Prime Minister Anthony Albanese prefers a steady-as-she-goes approach over projecting urgency. In the face of what the International Energy Agency says is the biggest oil shock ever, he has tried to avoid doomsday talk as Australians rush to petrol stations – some near Albanese’s Canberra residence had run out of certain petrol types on Thursday.
He and his ministers are using past and present tense to skirt questions about future supply: “No ships that were scheduled to arrive, haven’t arrived. Our fuel supply is here,” Albanese said on Thursday.
All well and good. But that situation may change dramatically in a month when shipments that were not booked before the war start to slow down.
The prime minister will come under pressure as the weeks go on to play a central role in managing the crisis, use his position to urge calm, condition the public for what might come next and outline the broader national resilience plan beyond fuel.
Chief executives are worried about the prospect of shortages not just of petrol but of the plastics used in construction, and the petrochemicals – made even more scarce by the disastrous explosion at a crucial LNG plant in Qatar – used in fertiliser and drugs we rely on from China and India.
One leading business figure told this masthead that the public needed to know “how real this could get”.
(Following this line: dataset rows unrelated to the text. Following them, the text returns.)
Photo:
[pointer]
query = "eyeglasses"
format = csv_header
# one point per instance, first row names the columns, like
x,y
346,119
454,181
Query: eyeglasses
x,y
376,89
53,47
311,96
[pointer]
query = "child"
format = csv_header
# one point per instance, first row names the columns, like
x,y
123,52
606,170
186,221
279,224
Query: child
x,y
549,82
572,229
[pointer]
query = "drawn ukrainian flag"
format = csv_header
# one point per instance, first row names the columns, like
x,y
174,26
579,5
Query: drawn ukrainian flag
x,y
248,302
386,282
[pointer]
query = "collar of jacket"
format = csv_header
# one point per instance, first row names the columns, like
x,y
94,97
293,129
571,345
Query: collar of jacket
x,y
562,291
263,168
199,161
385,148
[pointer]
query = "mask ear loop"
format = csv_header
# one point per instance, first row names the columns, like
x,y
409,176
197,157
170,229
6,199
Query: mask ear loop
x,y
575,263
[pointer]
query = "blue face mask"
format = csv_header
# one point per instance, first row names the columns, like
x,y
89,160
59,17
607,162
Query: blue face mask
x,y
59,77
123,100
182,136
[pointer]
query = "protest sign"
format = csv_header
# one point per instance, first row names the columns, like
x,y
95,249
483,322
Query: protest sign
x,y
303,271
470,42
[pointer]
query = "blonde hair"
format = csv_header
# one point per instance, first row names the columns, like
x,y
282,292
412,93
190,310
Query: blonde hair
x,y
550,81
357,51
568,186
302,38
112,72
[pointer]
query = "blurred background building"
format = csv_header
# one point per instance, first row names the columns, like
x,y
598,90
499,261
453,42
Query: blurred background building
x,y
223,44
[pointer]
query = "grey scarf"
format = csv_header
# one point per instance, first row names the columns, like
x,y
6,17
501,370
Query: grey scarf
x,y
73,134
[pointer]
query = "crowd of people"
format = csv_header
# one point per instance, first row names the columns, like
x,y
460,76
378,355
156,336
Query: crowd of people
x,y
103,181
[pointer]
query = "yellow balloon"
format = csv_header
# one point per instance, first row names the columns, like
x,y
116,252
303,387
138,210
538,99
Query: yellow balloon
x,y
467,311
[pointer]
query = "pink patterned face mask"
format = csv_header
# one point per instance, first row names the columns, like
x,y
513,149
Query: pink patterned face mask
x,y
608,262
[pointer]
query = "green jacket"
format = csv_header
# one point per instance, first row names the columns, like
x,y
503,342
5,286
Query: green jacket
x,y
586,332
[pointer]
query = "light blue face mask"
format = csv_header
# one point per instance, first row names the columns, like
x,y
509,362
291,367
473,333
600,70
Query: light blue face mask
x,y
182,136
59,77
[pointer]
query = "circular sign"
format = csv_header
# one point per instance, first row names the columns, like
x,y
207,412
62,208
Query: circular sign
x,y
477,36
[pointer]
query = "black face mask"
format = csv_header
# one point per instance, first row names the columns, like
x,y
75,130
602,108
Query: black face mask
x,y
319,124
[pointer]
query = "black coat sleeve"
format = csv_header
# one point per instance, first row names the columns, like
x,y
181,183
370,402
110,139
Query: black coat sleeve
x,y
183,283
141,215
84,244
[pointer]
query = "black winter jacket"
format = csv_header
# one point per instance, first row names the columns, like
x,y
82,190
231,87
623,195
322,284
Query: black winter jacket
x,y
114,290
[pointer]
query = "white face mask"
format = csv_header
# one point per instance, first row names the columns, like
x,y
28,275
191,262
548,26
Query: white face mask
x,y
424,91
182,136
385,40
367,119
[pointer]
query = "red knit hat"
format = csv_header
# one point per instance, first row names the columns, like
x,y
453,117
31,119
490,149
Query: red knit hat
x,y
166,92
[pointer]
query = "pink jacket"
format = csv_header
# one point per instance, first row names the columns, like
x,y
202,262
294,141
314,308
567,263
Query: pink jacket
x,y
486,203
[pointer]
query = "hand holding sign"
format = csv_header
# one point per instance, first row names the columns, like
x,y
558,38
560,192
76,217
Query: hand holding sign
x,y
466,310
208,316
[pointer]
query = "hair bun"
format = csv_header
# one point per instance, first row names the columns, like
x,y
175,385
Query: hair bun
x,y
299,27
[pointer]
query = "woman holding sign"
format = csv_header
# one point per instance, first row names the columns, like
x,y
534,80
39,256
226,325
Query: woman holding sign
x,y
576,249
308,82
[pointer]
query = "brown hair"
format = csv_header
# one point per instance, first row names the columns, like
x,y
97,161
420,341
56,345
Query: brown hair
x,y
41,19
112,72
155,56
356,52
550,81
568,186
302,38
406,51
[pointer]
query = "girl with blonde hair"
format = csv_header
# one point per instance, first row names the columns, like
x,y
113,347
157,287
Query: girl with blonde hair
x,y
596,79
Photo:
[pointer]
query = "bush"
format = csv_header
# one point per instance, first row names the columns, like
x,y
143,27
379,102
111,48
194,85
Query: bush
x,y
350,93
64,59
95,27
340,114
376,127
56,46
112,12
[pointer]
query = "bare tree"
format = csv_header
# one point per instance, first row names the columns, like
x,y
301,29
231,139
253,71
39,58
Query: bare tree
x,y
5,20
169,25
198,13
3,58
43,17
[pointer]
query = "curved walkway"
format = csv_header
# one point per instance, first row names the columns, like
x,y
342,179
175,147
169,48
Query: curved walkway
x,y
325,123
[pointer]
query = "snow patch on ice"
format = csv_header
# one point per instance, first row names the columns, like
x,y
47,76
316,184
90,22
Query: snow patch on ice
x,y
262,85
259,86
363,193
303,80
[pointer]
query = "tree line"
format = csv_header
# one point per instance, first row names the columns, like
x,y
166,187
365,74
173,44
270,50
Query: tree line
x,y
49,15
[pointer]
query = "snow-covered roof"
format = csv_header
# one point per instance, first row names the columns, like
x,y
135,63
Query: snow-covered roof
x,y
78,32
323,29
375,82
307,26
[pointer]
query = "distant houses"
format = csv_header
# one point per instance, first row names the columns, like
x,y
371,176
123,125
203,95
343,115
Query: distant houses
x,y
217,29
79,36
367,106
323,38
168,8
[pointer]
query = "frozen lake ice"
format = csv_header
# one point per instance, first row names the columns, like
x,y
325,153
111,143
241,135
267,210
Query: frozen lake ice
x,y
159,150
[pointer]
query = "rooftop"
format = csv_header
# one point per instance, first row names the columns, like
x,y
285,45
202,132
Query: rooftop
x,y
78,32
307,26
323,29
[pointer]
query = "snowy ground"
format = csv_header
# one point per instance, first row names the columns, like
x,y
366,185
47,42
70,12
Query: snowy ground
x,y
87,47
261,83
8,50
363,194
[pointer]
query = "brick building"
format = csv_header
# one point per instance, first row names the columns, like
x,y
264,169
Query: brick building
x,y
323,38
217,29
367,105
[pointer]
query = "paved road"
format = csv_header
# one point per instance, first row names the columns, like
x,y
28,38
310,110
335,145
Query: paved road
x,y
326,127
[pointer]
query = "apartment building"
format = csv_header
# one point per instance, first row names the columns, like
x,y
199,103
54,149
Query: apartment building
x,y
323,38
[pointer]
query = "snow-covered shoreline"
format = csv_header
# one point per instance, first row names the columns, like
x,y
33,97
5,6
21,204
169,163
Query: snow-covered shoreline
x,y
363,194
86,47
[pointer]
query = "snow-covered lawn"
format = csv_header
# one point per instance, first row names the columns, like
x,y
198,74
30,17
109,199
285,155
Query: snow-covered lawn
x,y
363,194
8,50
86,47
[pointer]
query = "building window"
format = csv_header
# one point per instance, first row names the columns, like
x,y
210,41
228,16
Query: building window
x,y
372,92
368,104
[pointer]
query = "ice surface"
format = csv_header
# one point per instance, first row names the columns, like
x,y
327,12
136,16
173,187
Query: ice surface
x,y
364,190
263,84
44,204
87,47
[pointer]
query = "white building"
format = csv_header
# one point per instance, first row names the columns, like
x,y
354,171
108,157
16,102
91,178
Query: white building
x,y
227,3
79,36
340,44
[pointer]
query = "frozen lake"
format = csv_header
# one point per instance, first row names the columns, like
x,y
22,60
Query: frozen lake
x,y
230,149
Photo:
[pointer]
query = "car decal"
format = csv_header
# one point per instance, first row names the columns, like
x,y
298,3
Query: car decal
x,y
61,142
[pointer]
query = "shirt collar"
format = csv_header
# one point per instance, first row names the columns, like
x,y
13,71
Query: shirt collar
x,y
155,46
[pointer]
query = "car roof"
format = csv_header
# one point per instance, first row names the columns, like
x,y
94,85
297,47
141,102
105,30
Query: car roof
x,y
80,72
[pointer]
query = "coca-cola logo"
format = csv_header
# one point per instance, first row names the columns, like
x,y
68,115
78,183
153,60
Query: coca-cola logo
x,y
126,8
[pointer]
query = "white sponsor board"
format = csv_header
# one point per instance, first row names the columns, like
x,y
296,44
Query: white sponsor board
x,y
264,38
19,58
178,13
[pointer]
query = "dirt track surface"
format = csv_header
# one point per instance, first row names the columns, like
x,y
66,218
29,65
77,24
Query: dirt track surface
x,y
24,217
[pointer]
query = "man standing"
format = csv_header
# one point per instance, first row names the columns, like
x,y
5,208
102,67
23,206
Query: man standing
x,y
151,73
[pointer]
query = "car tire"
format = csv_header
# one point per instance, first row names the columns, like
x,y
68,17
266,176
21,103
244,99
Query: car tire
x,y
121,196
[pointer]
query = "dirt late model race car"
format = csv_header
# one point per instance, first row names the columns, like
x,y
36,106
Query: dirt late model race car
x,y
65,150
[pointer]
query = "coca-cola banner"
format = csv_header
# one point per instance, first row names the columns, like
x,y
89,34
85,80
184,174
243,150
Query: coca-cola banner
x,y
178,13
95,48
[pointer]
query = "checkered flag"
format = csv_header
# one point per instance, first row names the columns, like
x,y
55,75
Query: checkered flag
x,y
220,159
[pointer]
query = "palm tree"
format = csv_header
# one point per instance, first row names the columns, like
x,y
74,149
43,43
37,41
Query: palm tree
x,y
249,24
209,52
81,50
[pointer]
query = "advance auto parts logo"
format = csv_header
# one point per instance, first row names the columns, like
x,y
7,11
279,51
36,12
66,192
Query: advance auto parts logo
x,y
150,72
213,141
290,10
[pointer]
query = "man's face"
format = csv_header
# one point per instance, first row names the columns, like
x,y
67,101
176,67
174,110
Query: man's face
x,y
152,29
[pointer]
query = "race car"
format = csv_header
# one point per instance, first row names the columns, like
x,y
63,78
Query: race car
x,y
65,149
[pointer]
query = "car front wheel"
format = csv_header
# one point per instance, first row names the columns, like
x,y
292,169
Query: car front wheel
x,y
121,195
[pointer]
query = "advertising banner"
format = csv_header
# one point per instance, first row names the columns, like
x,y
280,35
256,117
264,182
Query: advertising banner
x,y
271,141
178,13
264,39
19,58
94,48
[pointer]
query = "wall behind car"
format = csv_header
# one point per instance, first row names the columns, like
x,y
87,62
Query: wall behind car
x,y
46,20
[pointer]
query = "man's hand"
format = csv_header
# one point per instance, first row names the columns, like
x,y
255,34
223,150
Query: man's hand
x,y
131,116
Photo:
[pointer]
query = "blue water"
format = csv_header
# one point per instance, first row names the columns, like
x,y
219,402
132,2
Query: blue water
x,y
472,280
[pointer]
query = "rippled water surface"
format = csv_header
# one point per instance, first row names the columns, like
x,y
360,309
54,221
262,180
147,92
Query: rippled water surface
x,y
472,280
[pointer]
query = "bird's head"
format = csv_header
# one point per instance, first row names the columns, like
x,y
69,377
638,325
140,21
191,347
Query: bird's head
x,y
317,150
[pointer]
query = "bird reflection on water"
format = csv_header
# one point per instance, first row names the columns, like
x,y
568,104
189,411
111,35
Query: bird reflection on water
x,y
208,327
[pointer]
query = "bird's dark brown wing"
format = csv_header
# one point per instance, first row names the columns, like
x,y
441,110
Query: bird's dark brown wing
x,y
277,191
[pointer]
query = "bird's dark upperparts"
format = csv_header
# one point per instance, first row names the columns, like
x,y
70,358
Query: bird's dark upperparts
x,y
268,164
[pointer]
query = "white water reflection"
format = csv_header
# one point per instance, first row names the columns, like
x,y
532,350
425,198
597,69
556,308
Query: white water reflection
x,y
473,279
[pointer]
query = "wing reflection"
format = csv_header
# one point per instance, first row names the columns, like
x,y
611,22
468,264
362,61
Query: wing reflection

Albanese convened the national cabinet, the forum for premiers and chief ministers, on Thursday. The body was created during the pandemic. The prime minister’s announcement on Thursday of a fuel supply tsar had a distinct COVID vibe about it, reminiscent of the war-like planning from that gloomy time.
The government’s judgment to refrain from using more acute language delays the point at which it attracts COVID-level scrutiny for its policy response.
Opposition Leader Angus Taylor has been preoccupied this week fighting One Nation in Farrer. Some of his colleagues are agitating internally to drop everything and shift focus to the oil crisis and Labor’s response, setting minimum standards for success and turning it into a topline political issue.
Labor tore strips off former prime minister Scott Morrison for elements of his pandemic response and his “I don’t hold a hose moment” during the 2019-20 bushfires.
In a blistering press club address, Albanese scolded Morrison on sovereign capability, saying, “Failing to plan is a plan to fail”. The government’s Future Made in Australia plan is its attempt to build resilience, but there’s little evidence that Australia’s just-in-time production model has changed since COVID.
COVID presented supply and demand problems – toilet paper was the most visible example in March 2020 – but the oil crisis presents a different challenge for Australia. In the pandemic, Morrison could look to like-minded nations like the US for lessons. This time, Australia is in a tougher position: more reliant on imports than many other nations, and geographically isolated – a positive during the pandemic but a problem now.
Albanese has not yet slipped up, and governments of both stripes failed to heed lessons on sovereign capability before the current reckoning.
But some state Labor governments are grumbling in private about the speed of the Albanese government’s response and their sense that the feds are not quite capturing the economy-wide supply blockages that could be in store. Credible economists are calling for work-from-home directives and more upfront official messaging.
The Bondi massacre showed the prime minister can come across as jittery at times when the nation requires a government with a hardened security profile. This Middle East crisis shows no signs of winding down, yet the prime minister is dipping in and out of speaking publicly on the oil situation, leaving most of the government’s management to ministers Chris Bowen and Julie Collins.
The prime minister expressed hope that Trump might call it a day in the Middle East. “The objectives of denying Iran the opportunity to have a development of a nuclear weapon have been secured,” he said. “I’m hopeful that you can see an endpoint.”
Hope alone won’t shield the nation from the worst of a crisis that is increasingly being felt in Australia’s suburbs.